Narrowing my focus, I decided to research denominations that emerged in our region, which led me to Church of God. A few of the beliefs of the Church of God that differ from mainstream Christianity are speaking in tongues and faith healing. To this yankee, lay on of hands was a cleric’s spell in Dungeons and Dragons and Glossolalia was the word that makes you lose the spelling bee. (And Appalachia is pronounced App-uh-lay-shya.) When I met people who believed in these things, I had to learn more. I had to understand.
And I learned that my grandfather (now passed) apparently had the gift of tongues.
The Gift of Tongues
Speaking in tongues is considered a signal of being baptized in the Holy Spirit. People may also have the gift of interpreting tongues. Some may have convulsions or faint when experiencing the gift of God. Speaking in tongues goes back to Ancient Greece, to the priests of Apollo. It goes back to the Ancient Israelites. Today, it is primarily found in Pentacostal/Charismatic churches. Scientifically speaking, during these episodes, the part of the brain that oversees inhibition and self control essentially shuts down. For believers, this may be an indication of the Holy Spirit taking control of a person. For skeptics, this may be a purely psychological phenomenon.
Then there is faith healing. I will not comment on whether or not this is real or a fraud, as I am not qualified to take on such a complex topic. However, faith healing and speaking in tongues can be found in many different churches across the world. What about practices unique to Appalachia?

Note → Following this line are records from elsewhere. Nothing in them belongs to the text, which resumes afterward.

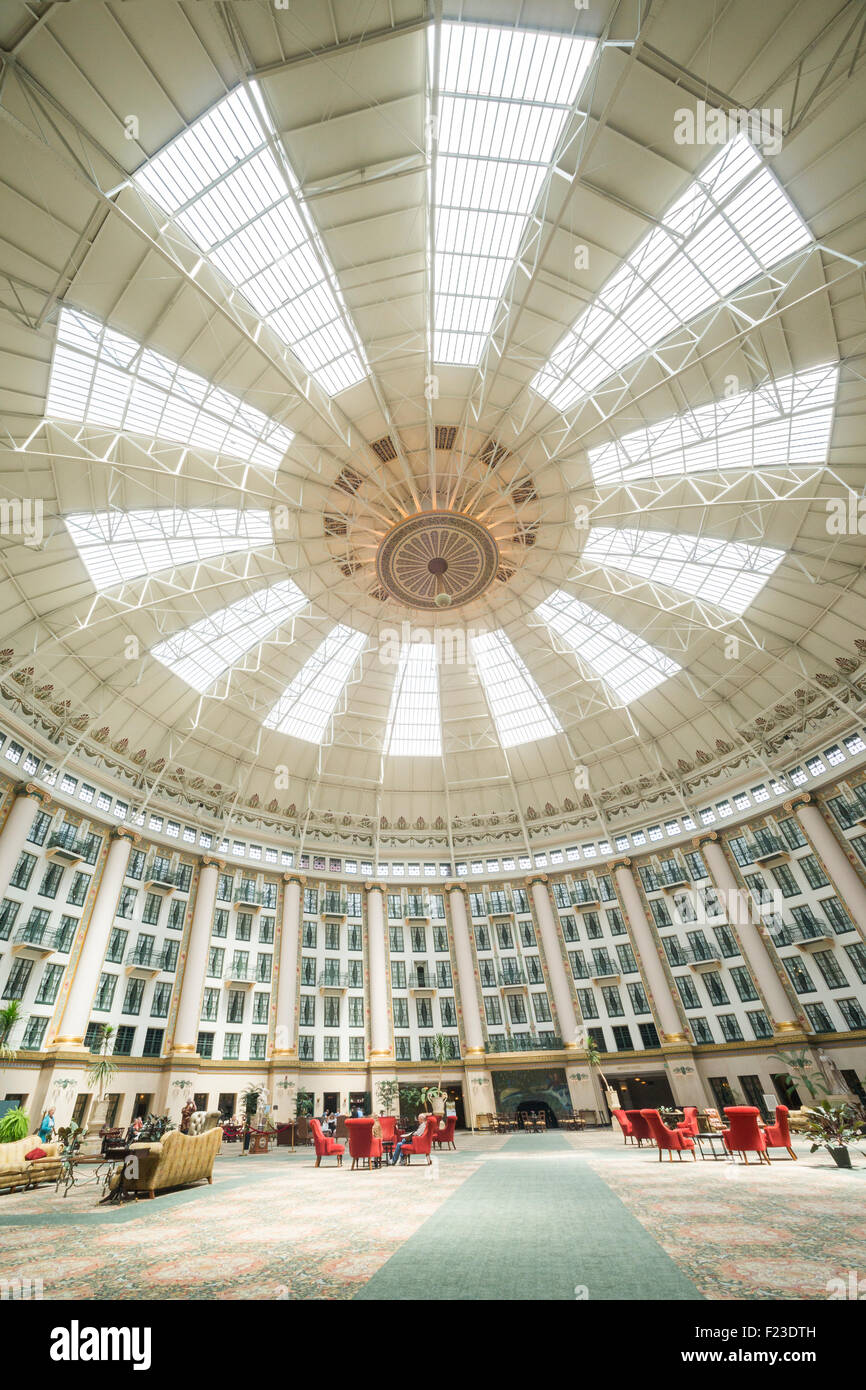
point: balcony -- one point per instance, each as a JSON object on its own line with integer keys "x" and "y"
{"x": 239, "y": 977}
{"x": 36, "y": 941}
{"x": 66, "y": 847}
{"x": 332, "y": 982}
{"x": 526, "y": 1043}
{"x": 585, "y": 895}
{"x": 143, "y": 962}
{"x": 513, "y": 979}
{"x": 249, "y": 897}
{"x": 421, "y": 980}
{"x": 769, "y": 849}
{"x": 160, "y": 876}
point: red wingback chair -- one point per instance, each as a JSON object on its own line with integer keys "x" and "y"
{"x": 779, "y": 1134}
{"x": 624, "y": 1125}
{"x": 672, "y": 1140}
{"x": 640, "y": 1127}
{"x": 325, "y": 1147}
{"x": 744, "y": 1136}
{"x": 362, "y": 1144}
{"x": 421, "y": 1143}
{"x": 445, "y": 1136}
{"x": 690, "y": 1123}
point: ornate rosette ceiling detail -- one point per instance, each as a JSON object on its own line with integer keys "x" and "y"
{"x": 437, "y": 559}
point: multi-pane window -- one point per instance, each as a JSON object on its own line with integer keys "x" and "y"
{"x": 104, "y": 993}
{"x": 798, "y": 975}
{"x": 49, "y": 984}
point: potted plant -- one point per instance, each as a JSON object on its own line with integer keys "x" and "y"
{"x": 14, "y": 1125}
{"x": 388, "y": 1094}
{"x": 833, "y": 1127}
{"x": 9, "y": 1016}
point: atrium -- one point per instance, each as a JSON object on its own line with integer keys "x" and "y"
{"x": 433, "y": 649}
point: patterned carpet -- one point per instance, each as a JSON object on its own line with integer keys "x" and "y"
{"x": 278, "y": 1228}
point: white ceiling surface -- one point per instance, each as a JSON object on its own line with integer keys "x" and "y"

This brings us to the Holiness Movement and (more locally) the Church of God with Signs Following. Like the Galapagos Islands’ isolation bringing us so many unique and interesting endemic species of animals, Appalachian isolation brought on unique culture and beliefs. (Appalachian Isolation sounds like a School House Rock song.) Endemic practices such as snake handling arose from interpretations from the following biblical verses:
These are called the “Signs Following,” and are a critical component of Appalachian Pentecostal practice. It is not found in some translations of the Bible, but it is present in the King James Version, which is the preferred version of most of these churches.
The practice of snake handling began when George Went Hensley introduced it to the Church of God in Cleveland, Tennessee. This is almost exclusively practiced in the Appalachian region. The practice is outlawed in all Appalachian states except West Viriginia. However, adherents still practice despite the illegality and the danger posed to snake handlers. According to Pastor Jamie Coots: “Handlers get bitten all the time, and every few years someone dies.” Sadly, Coots was one of the ones to die from a snake bite after being bitten nine times during his life. Family refused medical treatment for him, as it went against his religious beliefs. Coots wished to have snake handling protected under religious freedom.
On the one hand, observers are kept at a safe distance from those that wish to handle the snakes and there has been no documented cases of a snake biting a non-handling believer. On the other, the snakes are often captured from the wild and kept in poor health. For those who do die of a snake bite, it is believed that it was simply their time to die.
Adherents also drink poison - usually strychnine.
These are deadly religious practices and I cannot say whether they should be legal or not. But they are unique. They are part of our history as a region. And we need to preserve these traditions through writings as the practice begins to die out.